By some miracle, I actually found my afternoon class. It was the second session of the classical Chinese class, and I had carefully prepared the text for it. In fact, I had prepared it so carefully that I was rather bored. The class, a quite a large lecture, consisted of the professor "lecturing on the text," which means, translating it into modern Chinese in a quite conversational and amusing manner. This is a skill all its own in Chinese pedagogy, and done well it can quite fun. The downside, though, is that while I understood the classical Chinese just fine, I couldn't do so well with the rapid-fire modern Chinese--I missed all the jokes. What good is that? So I'm not sure it's so worthwhile for me to continue with that class. The only really useful thing he did was that for every grammar point or notable usage, he wrote on the board a list of examples from other texts where the word is used in the same (or in an alternate) way. I think that this is good pedagogy for classical Chinese, though it only works, of course, if your students already have enough vocabulary and skills to decipher the other examples, the ones they hadn't prepared. Some of the students were in quite a panic, as became clear when they encircled the professor during the intermission, waving their open books and asking questions at top speed. He answered these for some time, and when he returned to the podium he said something conciliatory about how there was no need to understand everything all at once, and people should freak out about the pace and should just get what they can out of it.

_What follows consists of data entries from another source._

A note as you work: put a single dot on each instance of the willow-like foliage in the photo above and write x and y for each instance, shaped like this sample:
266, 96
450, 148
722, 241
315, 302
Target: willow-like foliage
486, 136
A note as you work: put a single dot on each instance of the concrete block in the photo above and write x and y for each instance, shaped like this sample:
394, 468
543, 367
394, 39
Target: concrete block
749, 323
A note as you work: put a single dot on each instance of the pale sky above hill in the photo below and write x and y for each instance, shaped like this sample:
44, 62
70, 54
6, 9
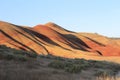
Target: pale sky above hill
97, 16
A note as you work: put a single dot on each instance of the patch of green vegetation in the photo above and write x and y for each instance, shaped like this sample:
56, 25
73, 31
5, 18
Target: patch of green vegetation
77, 65
13, 54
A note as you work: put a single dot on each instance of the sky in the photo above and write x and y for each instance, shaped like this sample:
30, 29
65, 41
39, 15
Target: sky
96, 16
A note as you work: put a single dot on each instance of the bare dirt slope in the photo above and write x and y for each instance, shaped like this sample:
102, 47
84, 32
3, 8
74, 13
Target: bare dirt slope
53, 39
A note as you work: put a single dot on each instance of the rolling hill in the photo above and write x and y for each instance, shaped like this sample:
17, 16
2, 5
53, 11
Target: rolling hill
51, 38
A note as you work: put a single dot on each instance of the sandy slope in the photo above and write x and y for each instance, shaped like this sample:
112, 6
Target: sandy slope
53, 39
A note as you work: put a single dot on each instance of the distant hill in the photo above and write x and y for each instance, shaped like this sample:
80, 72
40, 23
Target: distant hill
51, 38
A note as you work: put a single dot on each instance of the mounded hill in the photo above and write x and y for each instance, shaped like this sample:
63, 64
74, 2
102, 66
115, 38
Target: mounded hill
52, 39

I haven't decided whether I should continue with this class. It is not being taught by the famous person who is listed as teaching it in the course schedule, and whose class is reputed to start with oracle bone texts. This class starts with the Zuo Chronicle, considerably later, and is mostly only useful insofar as it causes me to go carefully through some texts, and also for the examples. But the examples only do me any good when he writes them on the board, and occasionally he doesn't write them on the board, saying almost gleefully that the foreign exchange students will of course have trouble but he doesn't want to take the time. So I am undecided. I may skip a few and try other things that happen at the same time, then maybe come back if I feel like it and there's nothing better. At least the classroom assignment for this one seem relatively stable.

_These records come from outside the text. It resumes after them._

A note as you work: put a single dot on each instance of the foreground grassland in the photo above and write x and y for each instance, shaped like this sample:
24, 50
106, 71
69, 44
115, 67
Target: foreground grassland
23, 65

Given that all these courses were not looking to work out, I decided that I should make a serious effort to take the course on Laozi Dao De Jing by the famous LL, even if he didn't want me there. So long as he didn't actually drive me personally away, I decided, I would stay. And I would make an effort to be a productive, contributing member of his class. To this end, I actually sent a message to my classmate KS (yes, my former roommate, to those of you who were wondering!) asking advice about preparation. I knew KS would have done his homework, and he had. When he called me back he had several good suggestions.

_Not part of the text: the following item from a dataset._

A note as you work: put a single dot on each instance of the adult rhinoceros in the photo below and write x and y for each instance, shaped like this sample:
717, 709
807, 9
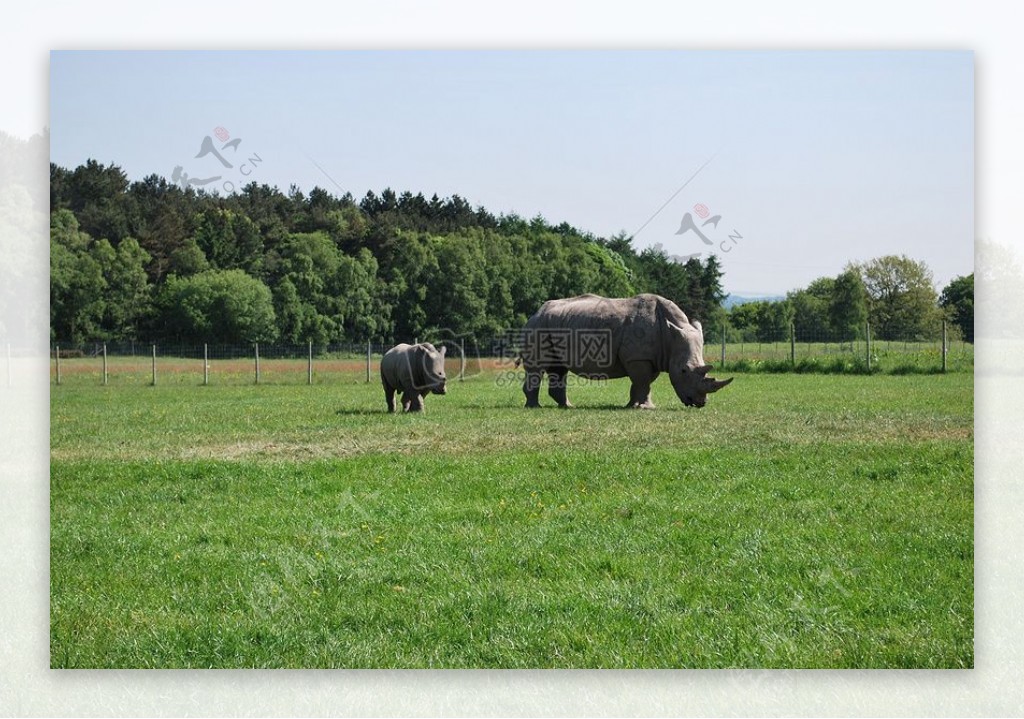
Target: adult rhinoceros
601, 338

I bought some books on the way home, by way of furthering my LL class aspirations. I have decided that it is incumbent on me, it is actually my duty, to spend at least 100 RMB per day on books. After all, it's not like I'm just getting them for pleasure. They are books for work, and I am currently assembling my professional library. Besides, if KS can spend 100-200 RMB every day on food, I should be able to spend that much on books (since I only spend 20 RMB/day on food, if that!). For those of you who might have seen the wonderful anime series Read or Die, think "the book draft"--a tremendous tide of books that comes pouring out of the three sisters' house every time someone opens the door. Then you will begin to understand what Colin's and my apartment will look like next year. Colin is already shaking in his shoes!